In both linear and logistic ridge regression, we compare the approximate test of significance to a permutation test. We view the permutation test as a benchmark as it produces an estimate of the null distribution of the parameter estimates. However, the permutation test is computationally intensive and becomes more so when data are high-dimensional.

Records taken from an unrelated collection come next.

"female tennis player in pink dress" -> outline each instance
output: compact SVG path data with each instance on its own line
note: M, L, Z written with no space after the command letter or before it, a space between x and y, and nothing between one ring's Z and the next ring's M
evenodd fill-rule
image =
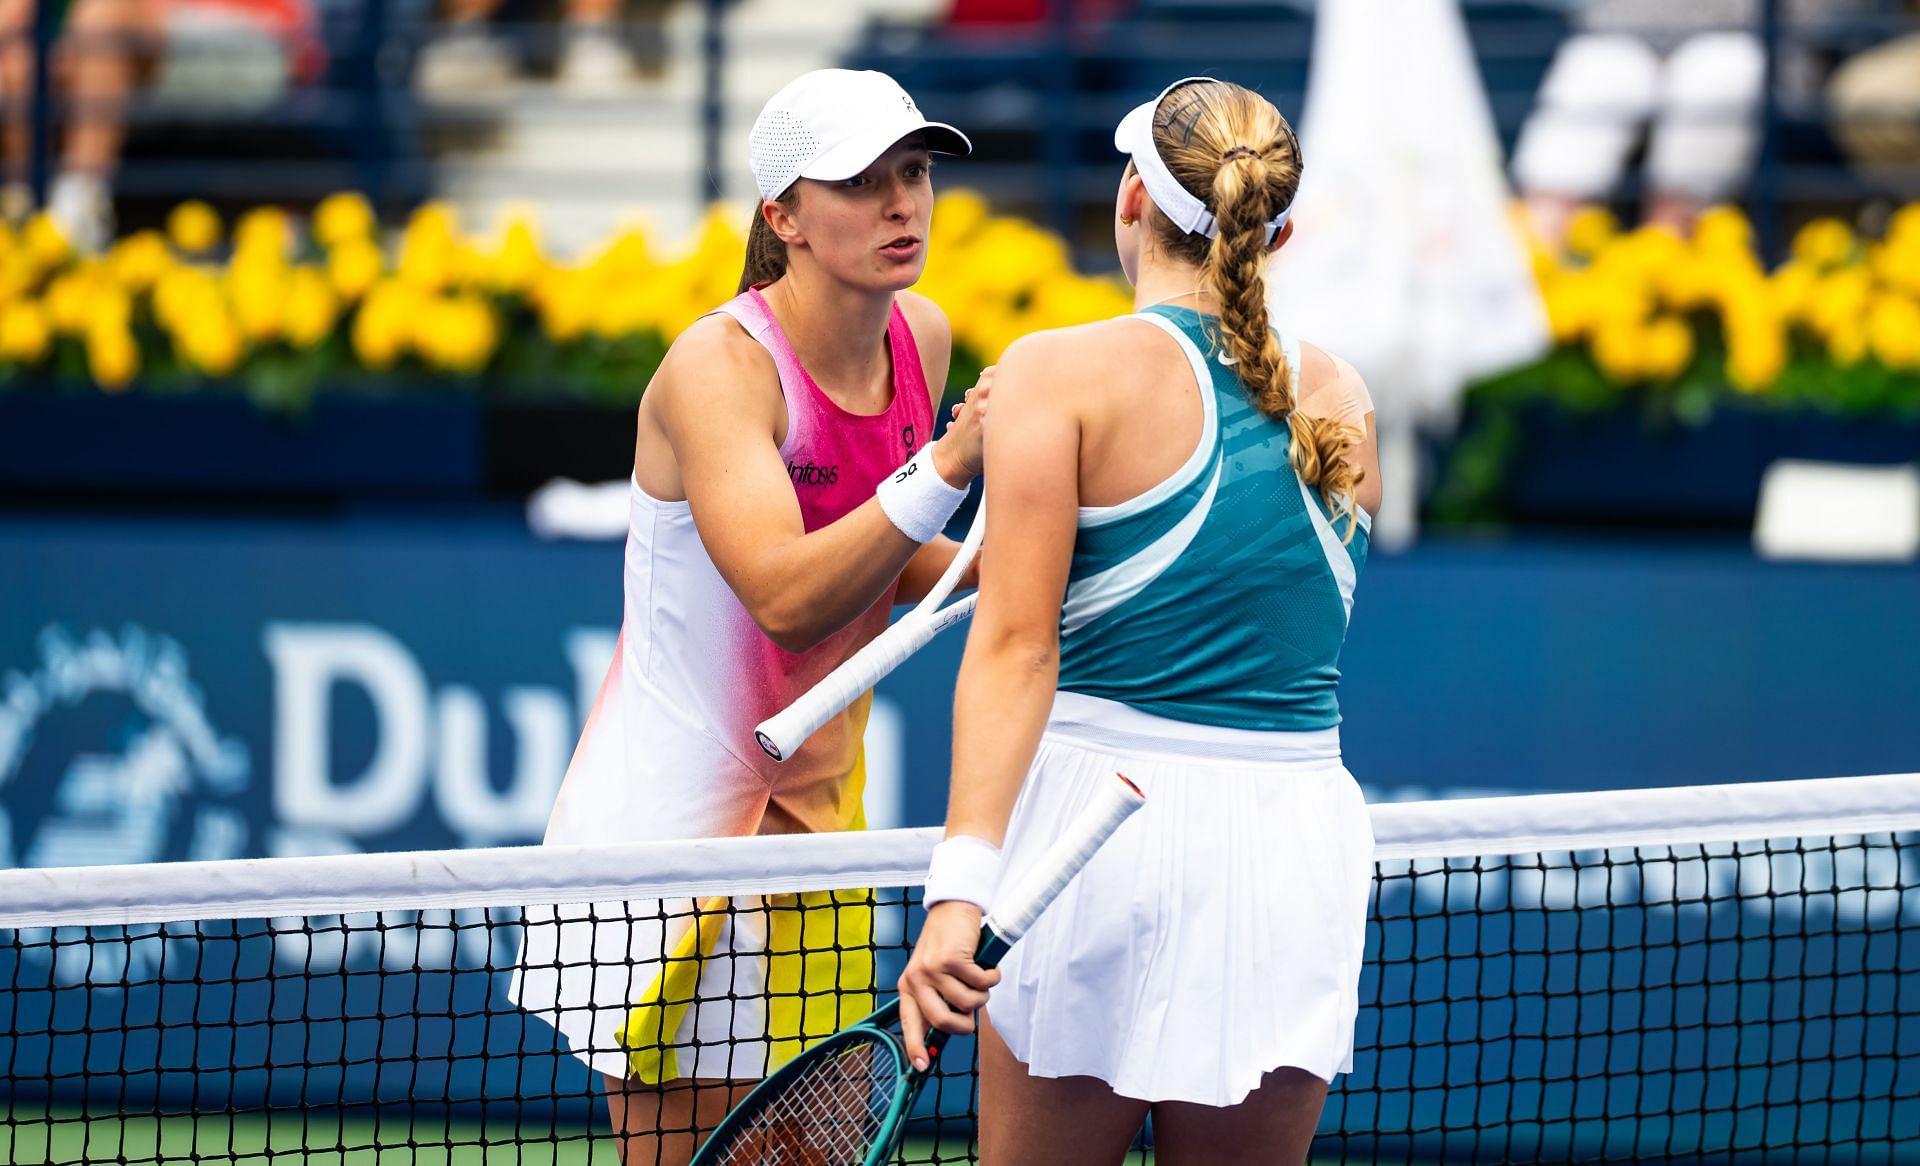
M981 1025L985 1166L1298 1163L1350 1066L1373 835L1340 648L1379 484L1351 367L1277 334L1298 140L1190 78L1130 113L1134 315L1010 347L947 840L903 1028ZM997 972L1011 885L1114 771L1146 793ZM989 992L991 989L991 1000Z
M931 440L951 333L904 289L929 154L969 149L880 73L809 73L761 112L741 293L640 405L619 646L549 844L864 825L870 697L781 765L753 729L956 550L939 531L979 472L985 391ZM628 1163L685 1162L742 1083L872 1006L863 897L781 898L528 911L513 998L604 1075ZM851 950L803 954L802 930Z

The test we propose makes it feasible to estimate significance with a much lower computational burden.

We introduce the *p*-value trace, a plot of the negative logarithm of the *p*-values of the ridge regression coefficients with increasing shrinkage parameter. This plot enables the visualisation of the relative change in significance of each coefficient, and facilitates the identification of predictors most affected by increased penalisation in terms of significance.

We apply the approximate test of significance for logistic ridge regression coefficients to a lung cancer data set, demonstrating the utility of the test when correlation exists among the predictors.

This paper is organised as follows. We first describe the approximate test of significance and the permutation test to which it is compared. We then describe the simulation studies used in this paper. In the Results section we evaluate the performance of the proposed test in a range of simulation scenarios. Further, we apply the test to a lung cancer case control data set. In the Discussion we discuss the results and potential applications for the test.